Data Usage: Personal data is used exclusively for the purposes it was collected for, including service delivery, compliance with legal obligations, and communication. Data is not shared with third parties without explicit consent unless required by law.

Data Storage and Security: We implement stringent security measures to safeguard personal data, including:

• Encryption: All sensitive data is encrypted during storage and transmission.
• Access Control: Access to personal data is restricted to authorised personnel only.
• Regular Audits: We conduct regular security audits and vulnerability assessments to ensure data protection measures are up to date.
• Data Backup: Regular backups are maintained to protect data against loss or corruption.

Data Retention: Personal data is retained only as long as necessary to fulfil its intended purpose and comply with legal requirements. When data is no longer needed, it is securely deleted or anonymised. We maintain a detailed data retention schedule to manage the lifecycle of data and ensure timely and secure disposal.

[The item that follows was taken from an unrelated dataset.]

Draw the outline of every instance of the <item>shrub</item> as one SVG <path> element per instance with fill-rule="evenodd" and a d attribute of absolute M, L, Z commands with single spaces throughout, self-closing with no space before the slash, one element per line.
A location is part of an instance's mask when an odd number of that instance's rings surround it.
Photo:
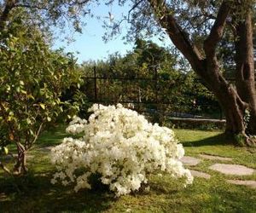
<path fill-rule="evenodd" d="M 185 177 L 184 185 L 192 183 L 189 170 L 179 161 L 184 149 L 172 130 L 152 124 L 120 104 L 95 104 L 90 111 L 93 113 L 88 122 L 76 117 L 67 129 L 83 136 L 65 138 L 52 149 L 51 161 L 58 170 L 52 183 L 73 183 L 79 191 L 90 188 L 89 177 L 99 175 L 120 196 L 138 190 L 148 174 L 159 170 Z"/>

Rights of Data Subjects: Individuals have the following rights under GDPR:

• Right of Access: To obtain a copy of their personal data held by us.
• Right to Rectification: To request correction of inaccurate or incomplete data.
• Right to Erasure (Right to be Forgotten): To request deletion of their personal data under certain circumstances.
• Right to Restrict Processing: To request the restriction of processing in certain situations.
• Right to Data Portability: To receive their data in a structured, commonly used format and transfer it to another data controller.
• Right to Object: To object to the processing of their data based on legitimate interests, or for direct marketing purposes.

We respond to data subject requests within one month and provide the necessary information or take appropriate actions. If requests are complex or numerous, we may extend this period by two months, with a notification to the data subject.

Data Breach Response: In the event of a data breach:

• Immediate Action: We take immediate steps to contain and mitigate the breach.
• Notification: We notify affected individuals and the relevant data protection authority (such as the Information Commissioner's Office in the UK) within 72 hours if the breach poses a risk to individuals' rights and freedoms.
• Remediation: We conduct a thorough investigation and implement corrective measures to prevent future breaches.

Training and Awareness: All employees and contractors involved in processing personal data receive regular training on data protection principles, GDPR compliance, and their responsibilities under this policy. Training is mandatory upon onboarding and is refreshed annually to ensure continued compliance.

Third-Party Data Processors: Where third-party data processors are engaged, we ensure they comply with GDPR and other relevant regulations through binding contracts. These contracts include data protection clauses, ensuring that third parties implement appropriate technical and organisational measures to protect the data they process on our behalf.

International Data Transfers: Where personal data is transferred outside of the UK or European Economic Area (EEA), we ensure that appropriate safeguards are in place, such as:

• Standard Contractual Clauses (SCCs): To ensure that data is protected in accordance with EU standards.
• Binding Corporate Rules (BCRs): For transfers within multinational organisations.

Data Protection Officer (DPO): MMR Projects Ltd appoints a Data Protection Officer (DPO) responsible for overseeing data protection strategy and implementation, ensuring compliance with GDPR, and acting as the point of contact for data protection queries.

Policy Review: This policy is reviewed and updated regularly to reflect changes in data protection laws and our business practices. Any updates will be communicated to all stakeholders, including employees, clients, and third-party partners.